Asbestos House (small format)
Gideon Haigh
• Winner of the 2007 Blake Dawson Waldron Prize for Business Literature.
• Winner of the 2006 Queensland Premier’s Literary Award for a literary or media work advancing public debate
• Winner of the 2006 Westfield/Waverley Library Award for Literature
• Winner of the Gleebooks Prize, NSW Premier's Literary Awards 2007
• Shortlisted for the 2006 Walkley Non-Fiction Book of the Year
• Shortlisted for the Colin Roderick Award for 2006
Founded in 1888, James Hardie Industries is one of Australia’s oldest, richest and proudest corporations. And its fortunes were based on what proved to be one of the worst industrial poisons of the twentieth century: asbestos.

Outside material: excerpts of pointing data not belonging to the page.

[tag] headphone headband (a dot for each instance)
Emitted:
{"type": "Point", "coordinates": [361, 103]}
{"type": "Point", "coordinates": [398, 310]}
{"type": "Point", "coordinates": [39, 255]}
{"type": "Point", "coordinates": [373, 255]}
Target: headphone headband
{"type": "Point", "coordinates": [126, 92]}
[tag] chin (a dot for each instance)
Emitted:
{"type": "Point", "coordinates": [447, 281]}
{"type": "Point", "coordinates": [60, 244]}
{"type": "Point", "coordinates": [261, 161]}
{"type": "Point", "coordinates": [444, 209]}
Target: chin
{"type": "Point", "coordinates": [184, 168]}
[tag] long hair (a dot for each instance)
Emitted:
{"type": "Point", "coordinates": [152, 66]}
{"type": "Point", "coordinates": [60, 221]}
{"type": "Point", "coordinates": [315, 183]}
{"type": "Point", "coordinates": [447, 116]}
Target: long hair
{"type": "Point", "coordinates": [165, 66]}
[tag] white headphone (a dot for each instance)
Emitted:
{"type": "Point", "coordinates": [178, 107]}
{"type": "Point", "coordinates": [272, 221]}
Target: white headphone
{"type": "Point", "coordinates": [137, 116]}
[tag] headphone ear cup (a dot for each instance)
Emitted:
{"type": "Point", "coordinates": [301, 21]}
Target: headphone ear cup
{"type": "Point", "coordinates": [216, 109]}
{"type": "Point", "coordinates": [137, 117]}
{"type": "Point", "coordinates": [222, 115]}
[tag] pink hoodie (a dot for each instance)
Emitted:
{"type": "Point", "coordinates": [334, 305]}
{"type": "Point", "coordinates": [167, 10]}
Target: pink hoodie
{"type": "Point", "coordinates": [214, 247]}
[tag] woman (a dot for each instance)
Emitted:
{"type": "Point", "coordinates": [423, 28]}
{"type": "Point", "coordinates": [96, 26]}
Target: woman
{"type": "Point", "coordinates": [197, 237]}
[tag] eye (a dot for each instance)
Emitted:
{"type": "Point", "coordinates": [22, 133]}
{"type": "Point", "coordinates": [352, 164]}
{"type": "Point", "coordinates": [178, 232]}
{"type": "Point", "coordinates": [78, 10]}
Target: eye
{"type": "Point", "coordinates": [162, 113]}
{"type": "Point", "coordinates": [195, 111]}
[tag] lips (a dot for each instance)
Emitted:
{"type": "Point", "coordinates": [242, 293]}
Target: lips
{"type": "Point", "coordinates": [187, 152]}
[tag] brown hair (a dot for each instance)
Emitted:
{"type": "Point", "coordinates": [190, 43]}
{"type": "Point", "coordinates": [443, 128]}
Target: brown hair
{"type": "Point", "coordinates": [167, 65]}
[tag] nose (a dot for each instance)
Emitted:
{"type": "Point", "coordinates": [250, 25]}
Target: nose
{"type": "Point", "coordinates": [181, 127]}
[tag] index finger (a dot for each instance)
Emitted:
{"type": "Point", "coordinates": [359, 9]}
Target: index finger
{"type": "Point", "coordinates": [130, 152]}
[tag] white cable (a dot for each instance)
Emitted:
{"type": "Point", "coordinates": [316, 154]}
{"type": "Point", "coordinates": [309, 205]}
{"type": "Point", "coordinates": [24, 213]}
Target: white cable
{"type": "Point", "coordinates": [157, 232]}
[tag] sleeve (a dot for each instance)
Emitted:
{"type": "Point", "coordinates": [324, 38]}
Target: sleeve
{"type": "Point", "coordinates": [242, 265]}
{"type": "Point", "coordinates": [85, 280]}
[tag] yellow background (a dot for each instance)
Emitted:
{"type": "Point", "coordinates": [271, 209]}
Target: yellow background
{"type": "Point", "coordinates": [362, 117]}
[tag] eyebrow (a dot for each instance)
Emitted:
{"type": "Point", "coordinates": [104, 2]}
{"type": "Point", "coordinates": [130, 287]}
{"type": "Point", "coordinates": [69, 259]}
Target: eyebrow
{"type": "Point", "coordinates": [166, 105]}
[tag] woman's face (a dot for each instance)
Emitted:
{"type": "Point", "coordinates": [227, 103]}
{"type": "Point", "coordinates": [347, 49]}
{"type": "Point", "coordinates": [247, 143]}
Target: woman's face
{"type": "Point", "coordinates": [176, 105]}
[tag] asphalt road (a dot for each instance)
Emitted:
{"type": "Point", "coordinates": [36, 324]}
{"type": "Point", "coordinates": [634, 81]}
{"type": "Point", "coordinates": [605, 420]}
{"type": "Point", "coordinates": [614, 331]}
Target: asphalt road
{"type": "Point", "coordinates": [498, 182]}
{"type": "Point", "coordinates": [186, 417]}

Asbestos House, the name of the grand headquarters that Hardie built itself in 1929, tells two remarkable tales. It relates the frantic financial engineering in 2001 during which Hardie cut adrift its liabilities to sufferers of asbestos-related disease, the public and political odium that followed, and the extraordinary deal that resulted. It is also the story that the company, knowingly and unknowingly, forgot: how, even as fibro built a nation, the asbestos fibre from which it was made condemned thousands to death.
Reconstructed from hundreds of hours of interviews and thousands of pages of documentation, Asbestos House is a multi-award-winning saga of high finance, industrial history, legal intrigue, medical breakthrough and human frailty.
Gideon Haigh
Author photo
Gideon Haigh has been writing about sport and business for over twenty years. He began his career as a journalist, writing on business news for The Age newspaper from 1984 to 1992 and for The Australian from 1993 to 1995. He has since contributed to over twenty newspapers and magazines, both on business topics as well as on sport, mostly cricket. Haigh has written or edited over twenty books.